Help! Where’s an expert when you need one? Well, here’s one and her name if Cathie Wood, who’s arguably the biggest tech investor in the world.

She runs the ARK ETF, which chases tech-innovating businesses and her big holdngs are Tesla, Square, Roku, Teladoc and Spotify. Her fund was up 150% in 2020 but is down 32% since December as fears of rising inflation has pushed up interest rate rising fears and this has hit tech stocks. Wall Street has its reasons but they are greatly exaggerated because big fund managers have simply been pocketing their tech company profits and have been investing in stocks of companies that will benefit from the reopening of economies trade.

Wood says she’s not fazed by the market’s current shunning of tech stocks, arguing that the companies she invests in are businesses of the future, which will become bigger and more important as time goes on. Her flagship $8.6 billion (assets) Ark Innovation Fund has returned an average of nearly 40% annually over the past five years.

So the market currently has a different notion of what these companies are worth but in six or 12 months’ time they could have another view or valuation.

The lesson for me is that if you want to play the high risk game of picking tech winners, you’re better off doing it in a diversified way.

The kinds of returns Cathy and ARK have pumped out are quite unique but her fund and others that play themes barrelling together a group of companies is a safer way of playing tech.

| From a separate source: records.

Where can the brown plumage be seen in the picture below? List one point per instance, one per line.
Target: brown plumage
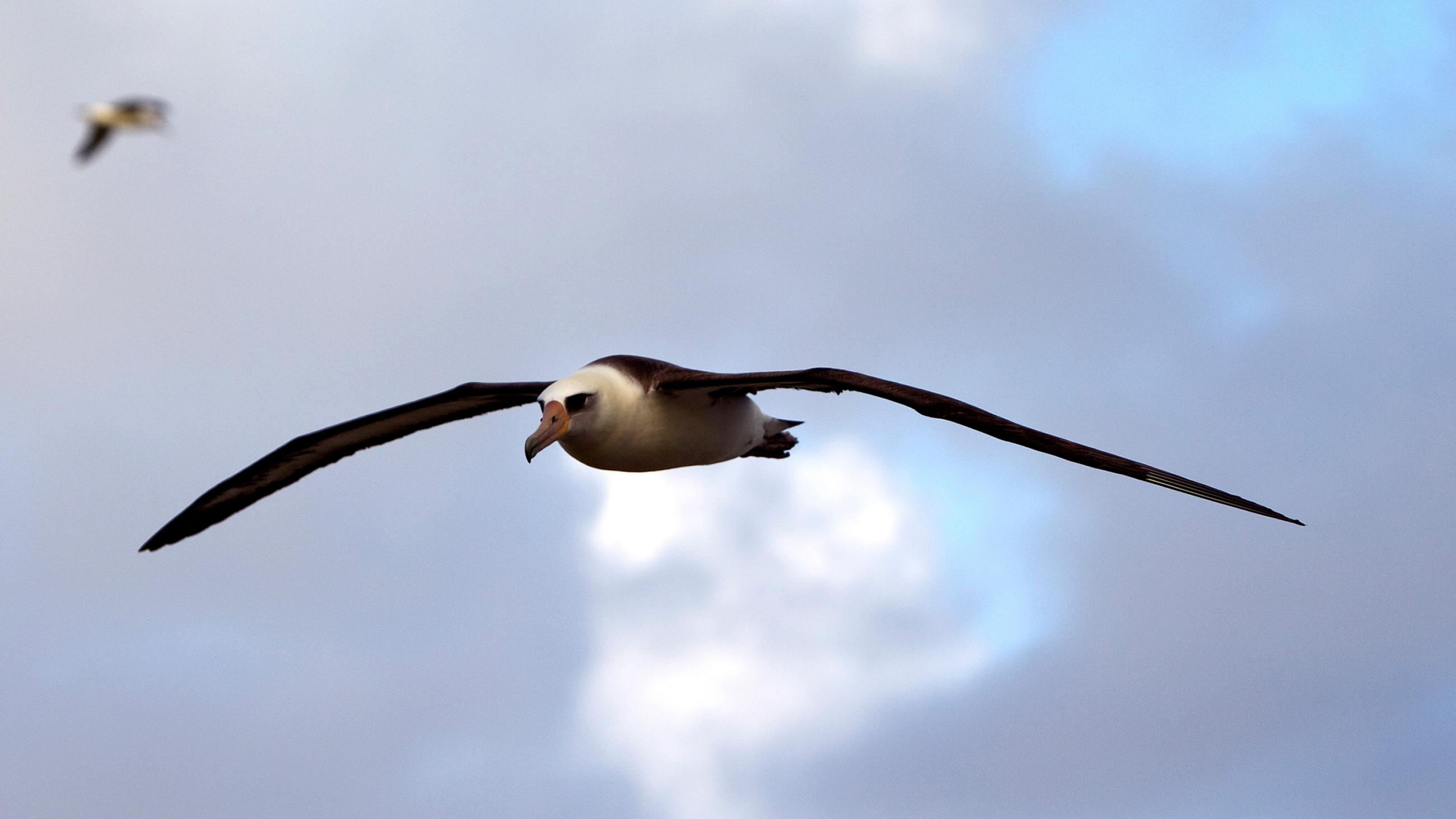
(640, 385)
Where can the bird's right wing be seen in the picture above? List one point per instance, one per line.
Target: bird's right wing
(307, 453)
(95, 139)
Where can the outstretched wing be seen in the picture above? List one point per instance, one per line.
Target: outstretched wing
(935, 405)
(95, 139)
(307, 453)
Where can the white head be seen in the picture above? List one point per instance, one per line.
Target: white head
(583, 406)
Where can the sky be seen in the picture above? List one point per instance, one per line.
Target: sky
(1209, 236)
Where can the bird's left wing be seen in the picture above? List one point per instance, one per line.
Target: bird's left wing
(935, 405)
(307, 453)
(95, 139)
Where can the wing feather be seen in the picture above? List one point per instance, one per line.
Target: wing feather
(316, 450)
(935, 405)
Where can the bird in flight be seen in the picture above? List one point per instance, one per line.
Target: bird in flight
(634, 414)
(129, 114)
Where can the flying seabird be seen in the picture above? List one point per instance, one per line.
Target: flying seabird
(133, 114)
(634, 414)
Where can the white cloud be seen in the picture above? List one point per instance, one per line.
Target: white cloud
(911, 35)
(908, 37)
(753, 611)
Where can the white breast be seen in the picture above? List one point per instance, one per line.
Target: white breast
(668, 431)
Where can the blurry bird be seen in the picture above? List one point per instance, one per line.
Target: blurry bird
(134, 114)
(631, 414)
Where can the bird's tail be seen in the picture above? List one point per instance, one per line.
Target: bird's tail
(777, 443)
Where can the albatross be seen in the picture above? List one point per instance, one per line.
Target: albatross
(632, 414)
(134, 114)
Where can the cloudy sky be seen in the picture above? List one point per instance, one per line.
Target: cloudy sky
(1215, 236)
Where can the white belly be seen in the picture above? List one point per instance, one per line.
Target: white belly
(673, 431)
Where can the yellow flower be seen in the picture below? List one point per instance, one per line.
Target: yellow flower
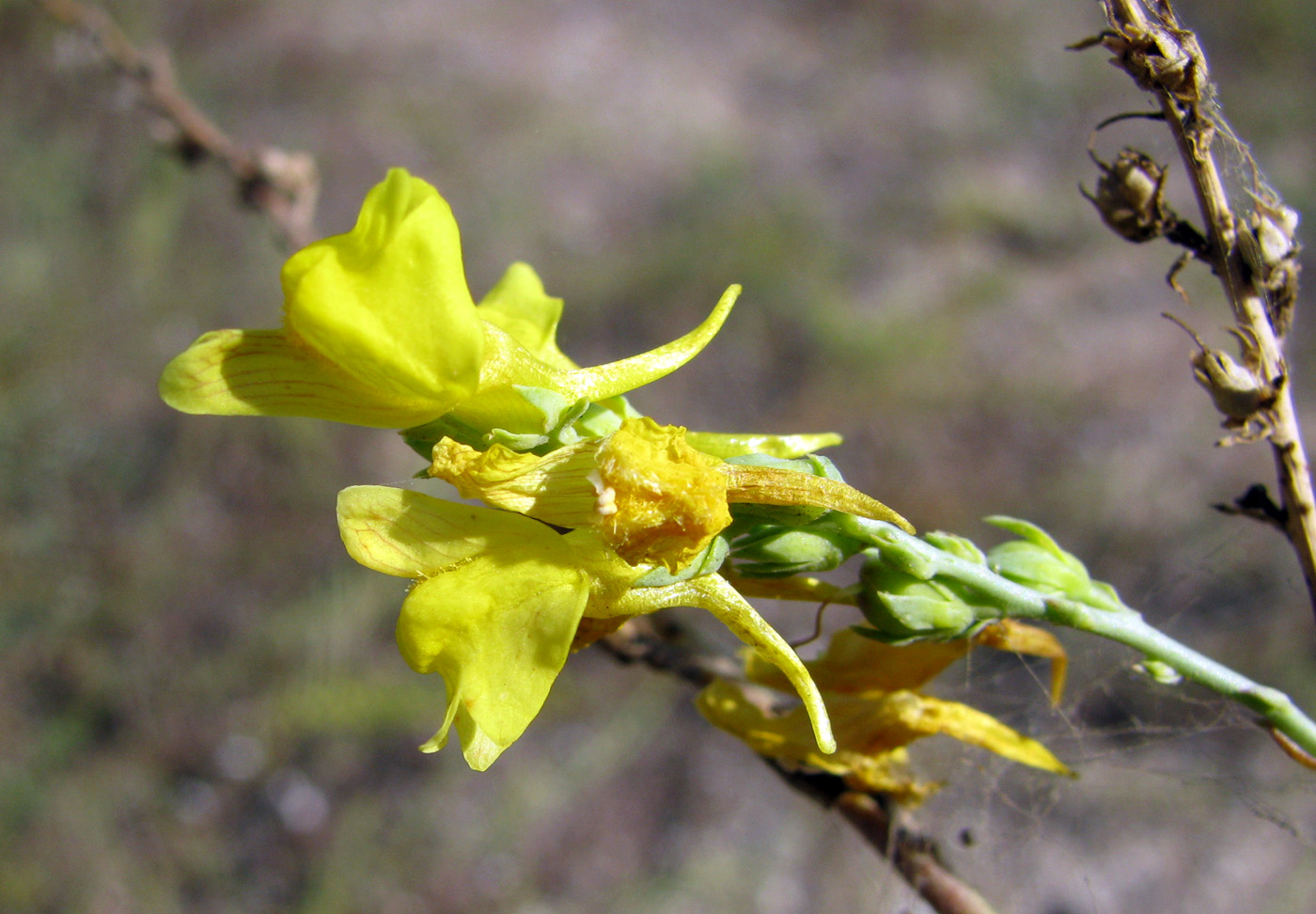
(499, 599)
(649, 493)
(870, 692)
(381, 329)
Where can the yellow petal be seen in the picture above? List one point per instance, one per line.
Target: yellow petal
(388, 302)
(495, 611)
(561, 487)
(1022, 638)
(787, 447)
(769, 485)
(925, 716)
(787, 738)
(713, 592)
(667, 500)
(603, 381)
(520, 307)
(265, 373)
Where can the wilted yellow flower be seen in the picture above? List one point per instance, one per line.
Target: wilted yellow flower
(499, 599)
(870, 694)
(381, 329)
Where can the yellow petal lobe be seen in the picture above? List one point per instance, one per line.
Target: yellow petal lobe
(387, 302)
(664, 499)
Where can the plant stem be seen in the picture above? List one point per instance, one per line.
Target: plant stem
(1127, 625)
(1141, 33)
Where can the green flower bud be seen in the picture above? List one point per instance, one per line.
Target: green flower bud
(903, 607)
(1037, 561)
(773, 551)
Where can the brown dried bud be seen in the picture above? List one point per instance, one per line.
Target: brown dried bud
(1131, 197)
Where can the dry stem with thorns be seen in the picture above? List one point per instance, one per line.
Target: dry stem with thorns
(1252, 249)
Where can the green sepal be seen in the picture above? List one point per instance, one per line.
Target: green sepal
(546, 421)
(706, 562)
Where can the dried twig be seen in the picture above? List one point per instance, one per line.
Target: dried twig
(280, 184)
(872, 815)
(1253, 255)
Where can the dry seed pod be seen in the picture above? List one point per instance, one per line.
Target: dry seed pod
(1131, 197)
(1237, 391)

My listed Switzer Dividend Growth Fund (SWTZ) is at the other end of riskiness and tries to get about 5% plus franking returns out of 30 or so great companies with a history of paying good dividends. And even safe-kinds of funds like this can give big rewards if they are bought at the right time.

With the Coronavirus crash, SWTZ fell from an all-time high of $2.70 to $1.90. It has since rebounded to $2.58 but has kept paying dividends and franking credits along the way.

If you don’t have the knowledge to pick the Teslas and bitcoins of tomorrow, putting together a group of funds that give you both safety and risk as well as exposure to the businesses of tomorrow is a good way to build wealth as an investor, rather than as a punter.

But if you want to punt I should tell you that Wood thinks bitcoin would one day be worth, wait for it, $500,000!

She did say this before China took a bigger set against bitcoin and “the US Treasury Department on Thursday announced that it is taking steps to crack down on cryptocurrency markets and transactions, and said it will require any transfer worth $10,000 or more to be reported to the Internal Revenue Service.” (CNBC)

This week, Beijing put this statement out: “Prices of cryptocurrency have skyrocketed and plummeted recently, and speculative trading has bounced back. This seriously harms the safety of people's property and disturbs normal economic and financial orders,” said the statement from regulators supervised by the People's Bank of China and the China Insurance and Banking Commission.” (CNN)

Here are two more curve balls for the future bitcoin price, which underline how risky it is investing in something that has so many unanswered questions. Personally, I’d rather get richer slowly.